Mental issues are environmental
In the Yearbook of Physical Anthropology, researchers determined in one study that the level of depressive and anxiety disorders has remained almost the same for two decades, while antidepressant use more than tripled. They also noted that these disorders, as well as PTSD, are not hereditary, but are responses to the environment. They consider the symptoms as signals to make people aware of the need for help.

These signals are, in increasing numbers, leading people to drug solutions rather than delving into the root causes. And the standard medical community encourages that in many cases, downplaying or not even understanding the health costs. Drugs are almost universally toxic in some way, even when they achieve the desired effect. That is the real cost, which can be very high in some cases.

The American Psychological Association states for anxiety disorders, “Research generally shows that psychotherapy is more effective than medications, and that adding medications does not significantly improve outcomes from psychotherapy alone.” The National Alliance on Mental Illness lists numerous treatments which seek to replace bad thoughts, root out bad experiences and resolve them, “mentalizing” images, desensitizing mental triggers, and teaching new coping skills. These approaches do not rely upon medications. That’s because mental responses are environmentally driven, so a different mental environment will elicit different responses.

Some mental illness drugs suppress or promote certain chemicals which a healthy body should have in balance. For instance, some antidepressants counter a deficiency of serotonin or noradrenaline, when diet and exercise would remove those deficiencies. This is a bit like trying to fix a slow computer by giving it a bigger power supply — it doesn’t address the real problem. Drugs impact the whole body and attempt to change how it works. Does your body need to work differently? Perhaps — but usually better health is the best way to accomplish that. Indeed, the brain requires a balance of chemicals, oxygen, nutrition, hydration — and the body is designed to provide those.

Use the right toolkit
There is a common saying: “If all you have is a hammer, everything looks like a nail.” If your medical toolkit does not contain the best tool, you may still get results which appear OK — you may drive in a screw with a hammer and have it stay for a little while — but you may cause other damage in the process which is harder to fix. A carpenter uses many tools, some of which are very specialized, designed to get the best results for building the whole house. Especially today, when the standard medical community consists largely of specialists, a holistic approach may be hard to find there. The brain is a very complex and delicate instrument, requiring the use of specialized tools. Mental disorders don’t respond well to a hammer.

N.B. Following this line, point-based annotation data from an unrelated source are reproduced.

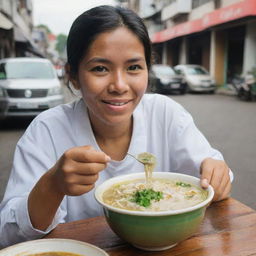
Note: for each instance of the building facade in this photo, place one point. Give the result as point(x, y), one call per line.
point(16, 27)
point(217, 34)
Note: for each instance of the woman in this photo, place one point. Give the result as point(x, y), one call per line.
point(69, 149)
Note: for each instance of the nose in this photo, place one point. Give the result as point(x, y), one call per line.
point(118, 83)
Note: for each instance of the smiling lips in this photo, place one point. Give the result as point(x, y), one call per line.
point(116, 102)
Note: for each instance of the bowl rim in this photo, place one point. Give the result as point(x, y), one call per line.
point(37, 242)
point(106, 184)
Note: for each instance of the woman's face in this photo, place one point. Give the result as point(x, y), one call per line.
point(113, 77)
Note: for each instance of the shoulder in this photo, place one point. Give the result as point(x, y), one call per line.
point(161, 104)
point(54, 120)
point(164, 110)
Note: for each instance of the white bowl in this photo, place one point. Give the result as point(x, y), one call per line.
point(51, 245)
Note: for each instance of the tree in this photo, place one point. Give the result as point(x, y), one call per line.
point(61, 43)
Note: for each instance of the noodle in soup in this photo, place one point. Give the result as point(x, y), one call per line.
point(164, 195)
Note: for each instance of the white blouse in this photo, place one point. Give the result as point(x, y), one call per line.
point(161, 126)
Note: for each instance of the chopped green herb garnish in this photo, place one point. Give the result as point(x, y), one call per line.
point(145, 196)
point(182, 184)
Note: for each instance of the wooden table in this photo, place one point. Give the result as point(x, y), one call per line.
point(229, 228)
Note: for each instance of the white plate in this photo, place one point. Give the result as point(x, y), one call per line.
point(51, 245)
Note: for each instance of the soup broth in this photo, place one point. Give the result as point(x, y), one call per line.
point(164, 195)
point(55, 254)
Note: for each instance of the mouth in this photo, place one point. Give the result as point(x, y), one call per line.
point(116, 102)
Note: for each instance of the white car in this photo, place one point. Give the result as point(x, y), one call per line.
point(197, 78)
point(28, 86)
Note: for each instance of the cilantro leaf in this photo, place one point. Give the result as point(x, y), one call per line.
point(145, 196)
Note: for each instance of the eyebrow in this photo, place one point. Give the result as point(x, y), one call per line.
point(103, 60)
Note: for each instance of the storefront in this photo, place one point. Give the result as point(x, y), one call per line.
point(223, 41)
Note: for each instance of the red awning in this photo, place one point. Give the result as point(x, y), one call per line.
point(219, 16)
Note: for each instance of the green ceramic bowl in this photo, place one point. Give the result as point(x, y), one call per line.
point(154, 231)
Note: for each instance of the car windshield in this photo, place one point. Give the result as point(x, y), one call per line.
point(163, 70)
point(196, 71)
point(26, 70)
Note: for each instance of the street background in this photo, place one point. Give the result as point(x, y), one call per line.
point(227, 122)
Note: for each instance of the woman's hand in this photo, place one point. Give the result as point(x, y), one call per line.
point(76, 172)
point(216, 173)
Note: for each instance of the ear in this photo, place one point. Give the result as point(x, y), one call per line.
point(72, 77)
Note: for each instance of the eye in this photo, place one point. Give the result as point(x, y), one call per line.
point(134, 68)
point(99, 69)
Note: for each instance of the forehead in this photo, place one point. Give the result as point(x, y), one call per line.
point(121, 42)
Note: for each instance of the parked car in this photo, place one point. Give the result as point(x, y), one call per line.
point(163, 79)
point(197, 78)
point(28, 86)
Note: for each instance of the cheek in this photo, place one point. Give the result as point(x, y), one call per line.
point(140, 83)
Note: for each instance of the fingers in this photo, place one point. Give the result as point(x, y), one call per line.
point(86, 154)
point(216, 173)
point(77, 170)
point(225, 194)
point(206, 174)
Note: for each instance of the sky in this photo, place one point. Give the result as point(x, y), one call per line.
point(58, 15)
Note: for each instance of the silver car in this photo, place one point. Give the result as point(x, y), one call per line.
point(28, 86)
point(197, 78)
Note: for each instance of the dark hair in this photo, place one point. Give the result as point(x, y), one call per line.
point(101, 19)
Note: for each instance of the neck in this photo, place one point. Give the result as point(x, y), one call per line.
point(113, 140)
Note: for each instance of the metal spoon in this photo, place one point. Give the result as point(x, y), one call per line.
point(144, 158)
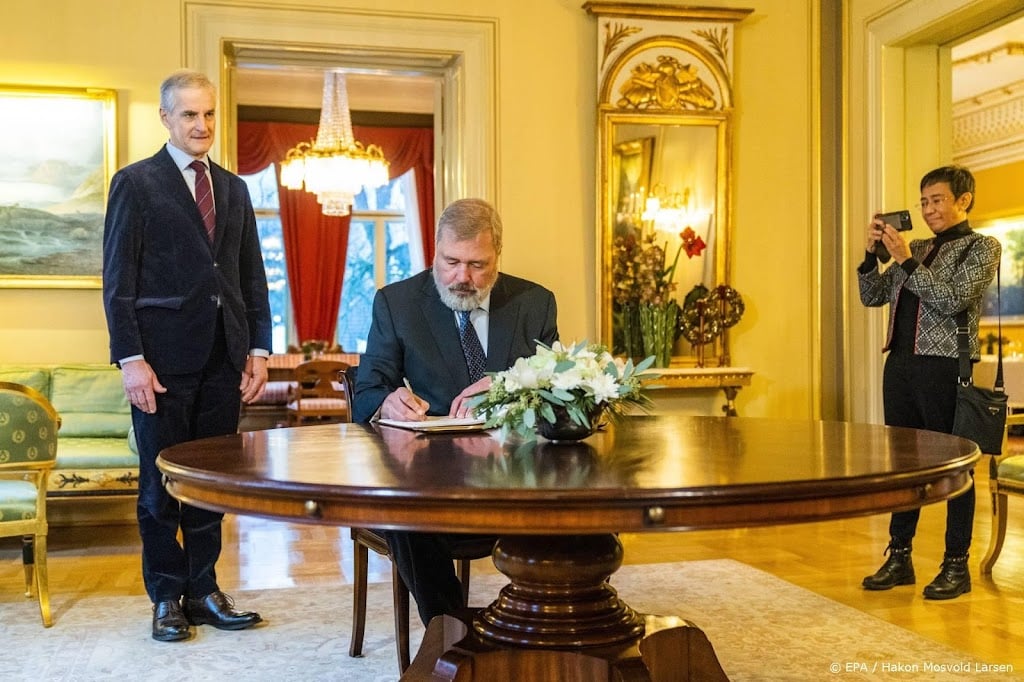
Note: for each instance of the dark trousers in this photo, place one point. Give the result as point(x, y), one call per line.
point(920, 391)
point(424, 561)
point(196, 406)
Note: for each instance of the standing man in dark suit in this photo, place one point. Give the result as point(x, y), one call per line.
point(440, 330)
point(185, 297)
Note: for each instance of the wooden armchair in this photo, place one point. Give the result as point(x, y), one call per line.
point(28, 451)
point(322, 392)
point(1006, 477)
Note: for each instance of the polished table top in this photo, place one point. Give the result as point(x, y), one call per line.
point(646, 473)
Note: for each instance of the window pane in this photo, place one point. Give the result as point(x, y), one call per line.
point(263, 188)
point(358, 288)
point(272, 245)
point(397, 251)
point(389, 197)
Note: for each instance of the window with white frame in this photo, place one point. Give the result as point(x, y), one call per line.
point(384, 246)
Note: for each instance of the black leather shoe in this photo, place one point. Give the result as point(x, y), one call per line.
point(952, 581)
point(217, 609)
point(898, 569)
point(169, 624)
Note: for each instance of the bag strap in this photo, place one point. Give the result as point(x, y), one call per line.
point(964, 332)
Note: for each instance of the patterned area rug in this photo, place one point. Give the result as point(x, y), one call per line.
point(762, 628)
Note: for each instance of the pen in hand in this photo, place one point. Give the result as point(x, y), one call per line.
point(416, 397)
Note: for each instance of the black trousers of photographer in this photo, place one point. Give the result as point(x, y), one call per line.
point(920, 391)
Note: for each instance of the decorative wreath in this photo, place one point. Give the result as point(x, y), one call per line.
point(717, 309)
point(730, 304)
point(689, 322)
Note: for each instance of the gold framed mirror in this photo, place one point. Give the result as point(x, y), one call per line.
point(665, 105)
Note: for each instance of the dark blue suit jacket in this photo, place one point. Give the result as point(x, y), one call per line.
point(414, 335)
point(162, 278)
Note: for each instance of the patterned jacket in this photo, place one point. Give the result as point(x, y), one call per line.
point(945, 288)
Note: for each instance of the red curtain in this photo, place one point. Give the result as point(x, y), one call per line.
point(315, 245)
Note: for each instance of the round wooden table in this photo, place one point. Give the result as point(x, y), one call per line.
point(557, 509)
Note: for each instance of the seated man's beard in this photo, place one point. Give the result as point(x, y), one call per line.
point(462, 296)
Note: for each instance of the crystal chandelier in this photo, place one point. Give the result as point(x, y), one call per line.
point(335, 167)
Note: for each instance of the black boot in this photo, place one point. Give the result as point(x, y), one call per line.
point(952, 581)
point(898, 569)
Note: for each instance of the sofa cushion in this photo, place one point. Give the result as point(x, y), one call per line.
point(85, 453)
point(34, 377)
point(17, 501)
point(91, 401)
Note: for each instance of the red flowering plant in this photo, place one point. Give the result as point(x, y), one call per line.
point(642, 290)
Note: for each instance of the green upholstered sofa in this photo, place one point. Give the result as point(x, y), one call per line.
point(96, 456)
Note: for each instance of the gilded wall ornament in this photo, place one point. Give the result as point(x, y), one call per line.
point(669, 85)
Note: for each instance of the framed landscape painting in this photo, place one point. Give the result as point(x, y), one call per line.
point(57, 154)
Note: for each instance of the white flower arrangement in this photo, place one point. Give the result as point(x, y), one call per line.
point(582, 381)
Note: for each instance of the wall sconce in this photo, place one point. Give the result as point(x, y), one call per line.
point(671, 212)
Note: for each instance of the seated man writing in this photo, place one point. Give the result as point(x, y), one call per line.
point(441, 330)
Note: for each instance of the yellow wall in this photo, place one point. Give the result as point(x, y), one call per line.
point(546, 148)
point(1000, 193)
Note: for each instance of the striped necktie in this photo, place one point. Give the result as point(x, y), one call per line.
point(476, 361)
point(204, 198)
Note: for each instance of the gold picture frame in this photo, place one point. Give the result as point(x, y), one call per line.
point(58, 146)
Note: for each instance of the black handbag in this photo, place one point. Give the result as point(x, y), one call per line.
point(981, 413)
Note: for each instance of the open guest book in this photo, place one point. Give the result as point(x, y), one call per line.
point(436, 424)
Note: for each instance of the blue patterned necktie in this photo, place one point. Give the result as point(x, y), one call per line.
point(471, 348)
point(204, 198)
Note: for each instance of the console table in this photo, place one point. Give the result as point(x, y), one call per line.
point(729, 379)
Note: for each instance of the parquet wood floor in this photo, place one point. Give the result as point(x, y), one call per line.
point(829, 558)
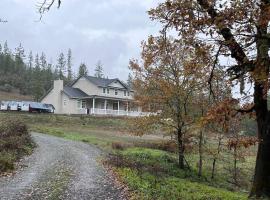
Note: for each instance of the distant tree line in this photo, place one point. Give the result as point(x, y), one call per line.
point(32, 74)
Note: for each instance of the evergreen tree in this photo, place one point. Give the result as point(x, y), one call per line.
point(6, 49)
point(69, 66)
point(82, 70)
point(61, 66)
point(99, 70)
point(43, 62)
point(30, 60)
point(129, 80)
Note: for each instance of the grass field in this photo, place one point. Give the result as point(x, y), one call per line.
point(5, 96)
point(149, 172)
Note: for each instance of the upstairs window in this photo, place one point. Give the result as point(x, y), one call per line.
point(81, 104)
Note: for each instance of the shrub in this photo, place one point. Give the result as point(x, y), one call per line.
point(6, 88)
point(119, 145)
point(15, 141)
point(169, 146)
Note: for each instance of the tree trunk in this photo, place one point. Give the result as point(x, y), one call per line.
point(261, 182)
point(181, 149)
point(200, 154)
point(215, 158)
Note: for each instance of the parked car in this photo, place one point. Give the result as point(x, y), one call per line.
point(49, 108)
point(4, 105)
point(13, 106)
point(24, 106)
point(37, 107)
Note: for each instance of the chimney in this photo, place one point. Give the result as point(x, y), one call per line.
point(58, 85)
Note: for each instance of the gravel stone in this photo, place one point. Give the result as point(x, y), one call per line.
point(60, 169)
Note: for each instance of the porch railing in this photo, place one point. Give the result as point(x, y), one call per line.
point(98, 111)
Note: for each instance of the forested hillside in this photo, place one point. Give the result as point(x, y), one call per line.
point(31, 74)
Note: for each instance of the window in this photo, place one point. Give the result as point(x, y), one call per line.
point(81, 104)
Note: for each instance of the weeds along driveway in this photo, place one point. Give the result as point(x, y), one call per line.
point(59, 169)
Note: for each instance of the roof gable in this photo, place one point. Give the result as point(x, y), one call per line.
point(74, 92)
point(101, 82)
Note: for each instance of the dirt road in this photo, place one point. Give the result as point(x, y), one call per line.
point(59, 169)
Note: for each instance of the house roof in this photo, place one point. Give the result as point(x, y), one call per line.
point(74, 92)
point(102, 82)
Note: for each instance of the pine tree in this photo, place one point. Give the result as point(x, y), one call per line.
point(82, 70)
point(61, 66)
point(37, 63)
point(99, 70)
point(43, 62)
point(129, 80)
point(6, 49)
point(69, 66)
point(30, 60)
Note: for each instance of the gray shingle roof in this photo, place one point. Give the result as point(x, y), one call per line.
point(74, 92)
point(103, 82)
point(100, 81)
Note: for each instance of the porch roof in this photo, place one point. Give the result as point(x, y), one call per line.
point(106, 98)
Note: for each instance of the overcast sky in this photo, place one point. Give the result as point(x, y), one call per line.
point(106, 30)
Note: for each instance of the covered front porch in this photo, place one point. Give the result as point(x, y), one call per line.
point(109, 106)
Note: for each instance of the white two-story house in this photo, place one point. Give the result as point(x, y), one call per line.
point(92, 95)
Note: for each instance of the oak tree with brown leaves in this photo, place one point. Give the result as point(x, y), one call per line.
point(237, 30)
point(165, 83)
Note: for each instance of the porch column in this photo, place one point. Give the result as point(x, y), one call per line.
point(127, 108)
point(93, 108)
point(105, 106)
point(118, 103)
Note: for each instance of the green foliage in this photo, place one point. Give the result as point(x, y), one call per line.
point(82, 70)
point(33, 77)
point(15, 141)
point(154, 174)
point(148, 187)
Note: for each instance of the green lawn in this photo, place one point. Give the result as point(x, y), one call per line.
point(150, 173)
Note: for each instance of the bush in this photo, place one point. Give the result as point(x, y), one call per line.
point(6, 88)
point(119, 146)
point(169, 146)
point(15, 141)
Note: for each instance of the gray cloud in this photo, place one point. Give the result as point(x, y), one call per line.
point(106, 30)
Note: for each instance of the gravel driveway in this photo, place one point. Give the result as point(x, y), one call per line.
point(59, 169)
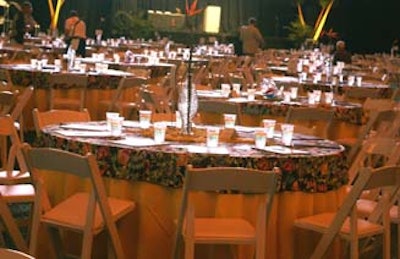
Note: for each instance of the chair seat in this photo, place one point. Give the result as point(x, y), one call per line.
point(365, 207)
point(223, 230)
point(18, 193)
point(60, 102)
point(321, 222)
point(393, 212)
point(347, 142)
point(61, 216)
point(16, 177)
point(13, 254)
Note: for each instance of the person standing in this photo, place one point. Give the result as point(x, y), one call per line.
point(252, 40)
point(23, 23)
point(75, 33)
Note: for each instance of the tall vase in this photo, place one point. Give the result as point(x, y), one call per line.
point(187, 106)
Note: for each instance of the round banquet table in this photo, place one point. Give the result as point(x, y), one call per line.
point(348, 116)
point(101, 86)
point(312, 179)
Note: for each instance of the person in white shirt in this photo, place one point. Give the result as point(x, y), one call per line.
point(75, 33)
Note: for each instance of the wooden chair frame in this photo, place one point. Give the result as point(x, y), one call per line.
point(96, 201)
point(385, 178)
point(216, 179)
point(43, 119)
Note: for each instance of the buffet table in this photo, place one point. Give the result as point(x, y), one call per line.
point(312, 179)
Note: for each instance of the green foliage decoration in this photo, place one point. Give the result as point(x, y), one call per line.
point(131, 26)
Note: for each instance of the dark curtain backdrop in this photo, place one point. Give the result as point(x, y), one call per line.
point(366, 25)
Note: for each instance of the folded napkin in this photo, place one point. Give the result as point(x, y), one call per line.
point(283, 150)
point(85, 133)
point(85, 126)
point(137, 142)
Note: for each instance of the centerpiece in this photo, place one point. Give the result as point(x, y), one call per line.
point(187, 100)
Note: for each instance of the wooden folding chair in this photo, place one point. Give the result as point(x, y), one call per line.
point(5, 79)
point(20, 104)
point(195, 230)
point(43, 119)
point(386, 122)
point(156, 102)
point(13, 254)
point(318, 119)
point(7, 101)
point(15, 187)
point(127, 95)
point(8, 172)
point(62, 87)
point(346, 224)
point(86, 212)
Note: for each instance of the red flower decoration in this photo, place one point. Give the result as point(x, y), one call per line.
point(192, 9)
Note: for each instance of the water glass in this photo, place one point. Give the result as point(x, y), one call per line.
point(260, 138)
point(226, 89)
point(159, 132)
point(144, 119)
point(269, 127)
point(311, 98)
point(293, 92)
point(359, 81)
point(236, 88)
point(350, 80)
point(317, 95)
point(286, 96)
point(328, 97)
point(212, 136)
point(251, 94)
point(178, 120)
point(230, 120)
point(116, 125)
point(34, 62)
point(287, 134)
point(109, 116)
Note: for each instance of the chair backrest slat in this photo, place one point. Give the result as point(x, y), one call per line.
point(68, 80)
point(43, 119)
point(126, 83)
point(238, 179)
point(7, 101)
point(384, 177)
point(60, 161)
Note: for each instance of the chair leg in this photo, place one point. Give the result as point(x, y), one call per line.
point(87, 245)
point(189, 249)
point(12, 227)
point(57, 242)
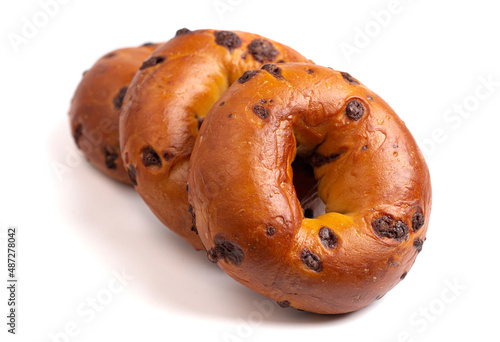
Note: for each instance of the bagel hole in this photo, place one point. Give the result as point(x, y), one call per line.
point(306, 188)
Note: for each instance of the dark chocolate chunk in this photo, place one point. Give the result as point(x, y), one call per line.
point(78, 133)
point(230, 251)
point(110, 157)
point(355, 109)
point(228, 39)
point(132, 174)
point(193, 219)
point(284, 304)
point(318, 160)
point(150, 157)
point(417, 220)
point(260, 111)
point(167, 156)
point(328, 237)
point(418, 243)
point(247, 75)
point(387, 227)
point(262, 50)
point(152, 61)
point(348, 78)
point(118, 99)
point(311, 260)
point(274, 70)
point(308, 213)
point(183, 31)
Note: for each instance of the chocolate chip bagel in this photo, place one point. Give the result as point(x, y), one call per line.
point(96, 105)
point(166, 104)
point(369, 196)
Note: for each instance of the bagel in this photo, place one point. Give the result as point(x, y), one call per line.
point(362, 177)
point(96, 104)
point(166, 104)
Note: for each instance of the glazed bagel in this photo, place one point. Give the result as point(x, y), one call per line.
point(349, 148)
point(95, 108)
point(166, 104)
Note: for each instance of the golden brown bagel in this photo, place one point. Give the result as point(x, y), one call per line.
point(166, 104)
point(95, 108)
point(370, 175)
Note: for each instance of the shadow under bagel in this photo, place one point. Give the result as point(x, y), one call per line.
point(119, 229)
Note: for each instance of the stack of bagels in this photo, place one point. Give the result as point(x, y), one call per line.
point(296, 179)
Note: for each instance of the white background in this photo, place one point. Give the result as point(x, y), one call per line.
point(427, 59)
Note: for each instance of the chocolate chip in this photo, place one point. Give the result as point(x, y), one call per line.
point(418, 243)
point(386, 227)
point(230, 251)
point(318, 160)
point(110, 157)
point(152, 61)
point(260, 111)
point(150, 157)
point(167, 156)
point(193, 219)
point(247, 75)
point(284, 304)
point(78, 133)
point(132, 174)
point(262, 50)
point(308, 213)
point(417, 220)
point(183, 31)
point(348, 78)
point(228, 39)
point(274, 70)
point(118, 99)
point(311, 260)
point(355, 110)
point(328, 237)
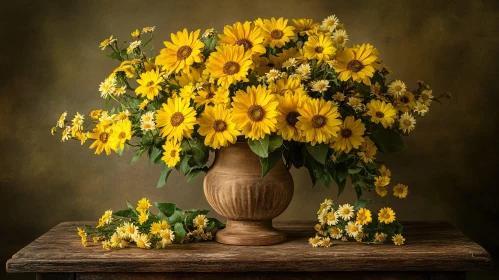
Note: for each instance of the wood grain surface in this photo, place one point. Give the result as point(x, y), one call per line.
point(430, 246)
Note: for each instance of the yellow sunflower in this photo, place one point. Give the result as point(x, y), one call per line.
point(101, 134)
point(171, 154)
point(217, 126)
point(182, 53)
point(245, 34)
point(288, 116)
point(287, 85)
point(122, 131)
point(350, 136)
point(230, 63)
point(176, 119)
point(149, 84)
point(254, 112)
point(319, 121)
point(305, 26)
point(319, 47)
point(276, 32)
point(386, 215)
point(381, 112)
point(356, 63)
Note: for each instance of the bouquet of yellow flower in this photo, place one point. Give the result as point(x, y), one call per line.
point(147, 230)
point(292, 90)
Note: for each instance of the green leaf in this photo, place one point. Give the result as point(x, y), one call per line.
point(269, 162)
point(125, 213)
point(354, 170)
point(166, 208)
point(199, 152)
point(137, 155)
point(176, 217)
point(155, 152)
point(131, 208)
point(318, 152)
point(260, 146)
point(275, 142)
point(387, 140)
point(361, 203)
point(165, 172)
point(179, 233)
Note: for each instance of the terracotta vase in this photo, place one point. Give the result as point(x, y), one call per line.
point(234, 188)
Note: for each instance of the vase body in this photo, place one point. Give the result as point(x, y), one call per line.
point(235, 189)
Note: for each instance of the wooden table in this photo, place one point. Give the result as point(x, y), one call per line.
point(433, 250)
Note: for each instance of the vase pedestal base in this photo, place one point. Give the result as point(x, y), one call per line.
point(250, 233)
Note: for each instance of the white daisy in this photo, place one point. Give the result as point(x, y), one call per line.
point(345, 211)
point(397, 88)
point(407, 123)
point(320, 85)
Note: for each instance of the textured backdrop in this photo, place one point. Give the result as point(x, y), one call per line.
point(50, 63)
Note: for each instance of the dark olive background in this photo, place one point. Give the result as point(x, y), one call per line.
point(50, 63)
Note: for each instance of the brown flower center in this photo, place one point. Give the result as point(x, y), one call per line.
point(355, 66)
point(219, 125)
point(292, 118)
point(176, 119)
point(103, 137)
point(276, 34)
point(256, 113)
point(318, 121)
point(245, 43)
point(183, 52)
point(346, 133)
point(231, 68)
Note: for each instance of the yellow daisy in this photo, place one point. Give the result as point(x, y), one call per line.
point(276, 32)
point(356, 63)
point(122, 132)
point(407, 122)
point(305, 26)
point(176, 119)
point(287, 85)
point(171, 154)
point(405, 103)
point(149, 84)
point(400, 191)
point(182, 52)
point(319, 47)
point(255, 112)
point(386, 215)
point(381, 112)
point(350, 136)
point(288, 116)
point(245, 34)
point(217, 126)
point(364, 216)
point(229, 64)
point(367, 150)
point(101, 134)
point(318, 120)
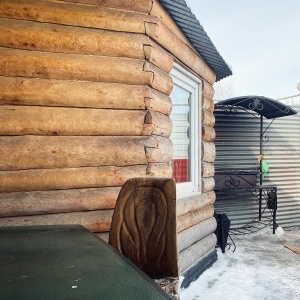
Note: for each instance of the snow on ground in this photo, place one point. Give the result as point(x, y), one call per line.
point(261, 268)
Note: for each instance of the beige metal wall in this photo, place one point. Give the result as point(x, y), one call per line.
point(237, 144)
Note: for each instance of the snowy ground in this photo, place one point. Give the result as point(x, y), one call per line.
point(261, 268)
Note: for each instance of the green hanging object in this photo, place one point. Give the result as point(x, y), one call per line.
point(265, 168)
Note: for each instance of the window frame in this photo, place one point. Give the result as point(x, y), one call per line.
point(192, 84)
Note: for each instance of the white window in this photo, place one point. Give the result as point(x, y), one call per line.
point(186, 134)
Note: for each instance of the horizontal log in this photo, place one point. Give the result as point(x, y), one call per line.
point(83, 67)
point(207, 89)
point(208, 184)
point(207, 169)
point(52, 202)
point(95, 221)
point(208, 118)
point(30, 35)
point(194, 234)
point(196, 252)
point(162, 124)
point(208, 104)
point(161, 81)
point(208, 152)
point(72, 178)
point(45, 92)
point(74, 14)
point(43, 152)
point(208, 133)
point(163, 170)
point(195, 202)
point(142, 6)
point(22, 120)
point(162, 152)
point(194, 217)
point(158, 102)
point(165, 37)
point(159, 57)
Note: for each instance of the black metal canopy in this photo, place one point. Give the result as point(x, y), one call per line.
point(265, 107)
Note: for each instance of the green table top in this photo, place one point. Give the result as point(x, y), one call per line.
point(67, 262)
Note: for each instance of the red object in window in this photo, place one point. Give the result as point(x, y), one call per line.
point(181, 170)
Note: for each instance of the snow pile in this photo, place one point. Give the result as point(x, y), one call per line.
point(260, 268)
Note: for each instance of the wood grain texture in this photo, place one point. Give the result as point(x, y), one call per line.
point(194, 217)
point(163, 152)
point(141, 6)
point(46, 65)
point(33, 120)
point(71, 178)
point(195, 202)
point(30, 35)
point(60, 201)
point(162, 124)
point(45, 92)
point(194, 234)
point(95, 221)
point(208, 133)
point(144, 225)
point(42, 152)
point(208, 118)
point(207, 169)
point(73, 14)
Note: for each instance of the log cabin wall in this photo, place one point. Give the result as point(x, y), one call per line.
point(84, 106)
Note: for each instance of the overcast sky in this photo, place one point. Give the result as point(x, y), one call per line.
point(260, 40)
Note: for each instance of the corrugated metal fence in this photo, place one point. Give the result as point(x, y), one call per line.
point(237, 145)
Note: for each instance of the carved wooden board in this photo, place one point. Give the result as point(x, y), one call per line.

You are ultimately in control of your health — not anyone else. You are the carpenter maintaining your house. An informed and educated carpenter knows the right tool to use and when. The best medicine educates and empowers you, but you have to act.

Dr. Nemec’s Comments:
Medications are life savers in emergency medicine. We are all thankful for this ability of medications to make a quick change in our bodies biochemistry so we can come out of a crisis. After that medication starts to become less necessary and more a patching of symptoms, producing at least 7 side effects for each medication taken. This is okay in crisis; not so okay with daily living. The most powerful aspect of these studies is that the environment rules the body and the mind, not the other way around. What this means is the physical, mental and emotional environment will control what symptoms, conditions and diseases you are experiencing. This is a great revelation because you do have control over a high percentage of the environment you expose yourself to. Do you put yourself in worldly, stressful environment of the media, including social media, or do you spend time separated — listening to your Father speak to your heart, your spirit? Why follow the crowd? You already know where that train is heading. Why don’t you try listening to the still quiet voice speaking to you?